The first act of violence that patriarchy demands of males is not violence toward women. Instead patriarchy demands of all males that they engage in acts of psychic self-mutilation, that they kill off the emotional parts of themselves.
– bell hooks: The Will To Change: Men, Masculinity, and Love, 2004
No one seemed to care that people like me suffered under the current conditions. They called me emotional and silenced me, portraying me as unable to speak about the issue "rationally". They shut the conversation down and, even when I brought up how my family is being left out of this oh-so-sacred technical progress, they minimized my concerns and dismissed me. They asked me to be more rational.
Just as that apathetic question about data quality coming from experiments in enslaved people, this request seems pathologically empty. It's designed to keep me out of the conversation because I can't escape the emotional rush of having my humanity up for debate (or that of my people). They, who are not in such precarious position, of course can talk calmly about it. They can be "rational", diplomatic, apathetic. Only they can discuss the state of my humanity.
From my perspective, this attitude that we should speak strictly in technical terms when faced with cruelty and injustice is pathologically apathetic. My peers seem to forget the lack of emotional reaction is also an emotional state -- one that is so is powerful that we use it as a diagnostic criterium. You see, if someone repeatedly sees or does harm without emotional reactions, we use this apathetic state as part of the diagnostic criteria for depression and psychopathy. But if this individual is wearing a lab coat, then we call it rationality, objectivity. We may even call it professionalism.

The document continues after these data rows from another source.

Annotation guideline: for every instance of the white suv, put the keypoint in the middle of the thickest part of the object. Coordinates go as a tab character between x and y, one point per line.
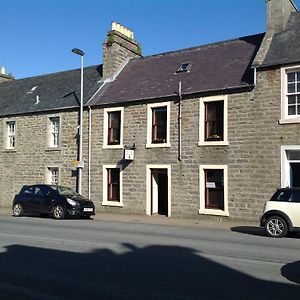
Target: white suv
282	213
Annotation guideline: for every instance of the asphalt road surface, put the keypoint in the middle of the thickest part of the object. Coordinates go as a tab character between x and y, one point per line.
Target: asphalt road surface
42	258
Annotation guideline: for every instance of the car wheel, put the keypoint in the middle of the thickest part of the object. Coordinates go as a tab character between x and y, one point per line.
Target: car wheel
276	227
58	212
18	210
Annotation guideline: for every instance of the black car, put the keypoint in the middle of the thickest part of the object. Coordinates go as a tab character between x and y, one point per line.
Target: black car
59	201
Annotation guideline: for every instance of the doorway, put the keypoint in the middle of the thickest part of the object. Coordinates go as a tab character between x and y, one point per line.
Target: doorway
158	190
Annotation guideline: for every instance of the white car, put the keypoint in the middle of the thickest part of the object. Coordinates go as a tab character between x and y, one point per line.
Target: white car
281	213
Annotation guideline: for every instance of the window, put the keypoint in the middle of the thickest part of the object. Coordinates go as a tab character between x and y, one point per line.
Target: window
159	124
54	132
52	175
290	95
213	121
11	134
114	122
185	67
112	185
113	128
158	134
213	190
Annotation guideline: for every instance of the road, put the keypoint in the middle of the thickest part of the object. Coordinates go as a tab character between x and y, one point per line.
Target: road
42	258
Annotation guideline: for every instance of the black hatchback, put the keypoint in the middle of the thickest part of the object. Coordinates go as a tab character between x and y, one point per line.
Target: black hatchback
59	201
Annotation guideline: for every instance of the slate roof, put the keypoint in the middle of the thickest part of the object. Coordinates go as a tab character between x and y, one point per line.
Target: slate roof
56	91
223	65
285	46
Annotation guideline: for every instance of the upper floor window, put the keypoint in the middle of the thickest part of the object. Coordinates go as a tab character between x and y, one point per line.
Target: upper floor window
11	134
53	175
54	132
112	185
113	128
290	95
158	125
213	121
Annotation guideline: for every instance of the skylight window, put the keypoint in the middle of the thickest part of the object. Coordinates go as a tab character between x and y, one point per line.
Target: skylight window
184	68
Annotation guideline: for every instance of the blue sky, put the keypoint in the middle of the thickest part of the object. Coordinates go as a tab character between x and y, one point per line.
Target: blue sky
37	35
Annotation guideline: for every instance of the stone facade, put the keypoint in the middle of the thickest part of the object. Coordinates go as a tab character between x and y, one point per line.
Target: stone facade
27	163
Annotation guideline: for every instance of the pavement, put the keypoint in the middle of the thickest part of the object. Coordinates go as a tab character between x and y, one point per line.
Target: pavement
201	222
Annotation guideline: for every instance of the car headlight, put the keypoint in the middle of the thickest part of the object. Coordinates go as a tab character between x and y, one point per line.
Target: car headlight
72	202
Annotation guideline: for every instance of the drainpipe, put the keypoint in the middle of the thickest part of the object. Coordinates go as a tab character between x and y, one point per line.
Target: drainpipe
90	152
179	121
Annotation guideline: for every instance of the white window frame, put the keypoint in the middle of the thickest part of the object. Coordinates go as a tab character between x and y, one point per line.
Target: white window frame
149	125
51	132
105	128
105	202
202	103
285	118
49	174
202	209
10	134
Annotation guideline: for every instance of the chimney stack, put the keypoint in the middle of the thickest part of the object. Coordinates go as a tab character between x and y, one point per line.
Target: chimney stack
278	13
119	47
4	77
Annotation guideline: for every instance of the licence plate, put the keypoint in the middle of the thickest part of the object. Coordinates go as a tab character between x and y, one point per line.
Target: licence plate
87	209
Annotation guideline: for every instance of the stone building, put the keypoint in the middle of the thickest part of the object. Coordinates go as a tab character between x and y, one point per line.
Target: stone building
209	130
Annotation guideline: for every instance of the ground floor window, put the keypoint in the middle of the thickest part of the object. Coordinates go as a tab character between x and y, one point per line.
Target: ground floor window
213	190
52	176
112	185
290	166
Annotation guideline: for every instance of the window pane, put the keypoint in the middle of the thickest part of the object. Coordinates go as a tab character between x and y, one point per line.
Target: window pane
114	121
159	125
292	99
291	77
291	88
113	184
214	121
291	110
214	189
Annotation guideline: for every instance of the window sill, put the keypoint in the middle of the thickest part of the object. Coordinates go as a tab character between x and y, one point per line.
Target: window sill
113	146
53	149
158	145
289	121
214	212
112	203
213	143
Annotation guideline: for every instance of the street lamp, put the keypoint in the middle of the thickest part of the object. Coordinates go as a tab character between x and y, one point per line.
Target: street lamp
80	164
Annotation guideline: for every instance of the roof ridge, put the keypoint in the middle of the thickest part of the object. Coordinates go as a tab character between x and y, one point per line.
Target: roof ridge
53	73
200	46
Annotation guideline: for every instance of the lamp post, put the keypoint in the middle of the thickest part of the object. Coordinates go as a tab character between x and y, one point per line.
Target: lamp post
80	164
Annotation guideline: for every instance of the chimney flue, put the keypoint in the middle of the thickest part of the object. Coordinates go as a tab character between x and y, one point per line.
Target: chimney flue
278	13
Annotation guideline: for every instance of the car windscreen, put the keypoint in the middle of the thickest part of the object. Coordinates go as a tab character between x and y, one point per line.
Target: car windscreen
65	191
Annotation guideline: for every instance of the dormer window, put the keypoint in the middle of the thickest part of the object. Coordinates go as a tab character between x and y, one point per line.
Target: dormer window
184	68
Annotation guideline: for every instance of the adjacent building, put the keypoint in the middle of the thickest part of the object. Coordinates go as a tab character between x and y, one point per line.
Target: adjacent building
209	130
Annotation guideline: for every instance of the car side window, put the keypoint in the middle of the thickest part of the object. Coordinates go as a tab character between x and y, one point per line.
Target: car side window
295	196
41	191
27	190
283	196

This all illustrates how rationality, professionalism and cruelty are woven together in biomedical logics. This apathetic state is not a glitch, it's the gold standard. We are actively trained to become apathetic because that is rational, we are told. Then we are repeatedly exposed to this notion through lectures, debate, journal clubs, etc. We see award-winning scientists portray a an outsider view, calmly explaining the epigenetics of the Rwandan genocide. We read books written by successful scientists with European surnames, discussing universal biomedical principles made by and for WEIRD populations. We see the long row of Nobel prize laureates and professors in renowned universities, all having this excitement for their science but ultimately apathetic and unquestioning of their surroundings.
And of course, we see that they are mostly white. Here we have it, folks. Of course whiteness is part of this power dynamic. As is the case with the wider job market, professionalism is itself enmeshed in whiteness. We just double down on it because we add this institutionalized demand for rationality, which is also a reflection of whiteness.
Indeed, we come from a long tradition of the white man freely inflicting suffering onto others because they were the sole bearers of rational thought.
But times has change: no one, as an individual or ethnic group, can claim to be the barer of rational thought anymore. We can only do it as a scientific community, then keep away any challenge to our assumptions. People of the Global Majority hold hands with white Europeans to display hostility at the first sight of a social justice discussion.
Times have truly changed: now people of any ethnicity can inflict suffering in the name of rationality.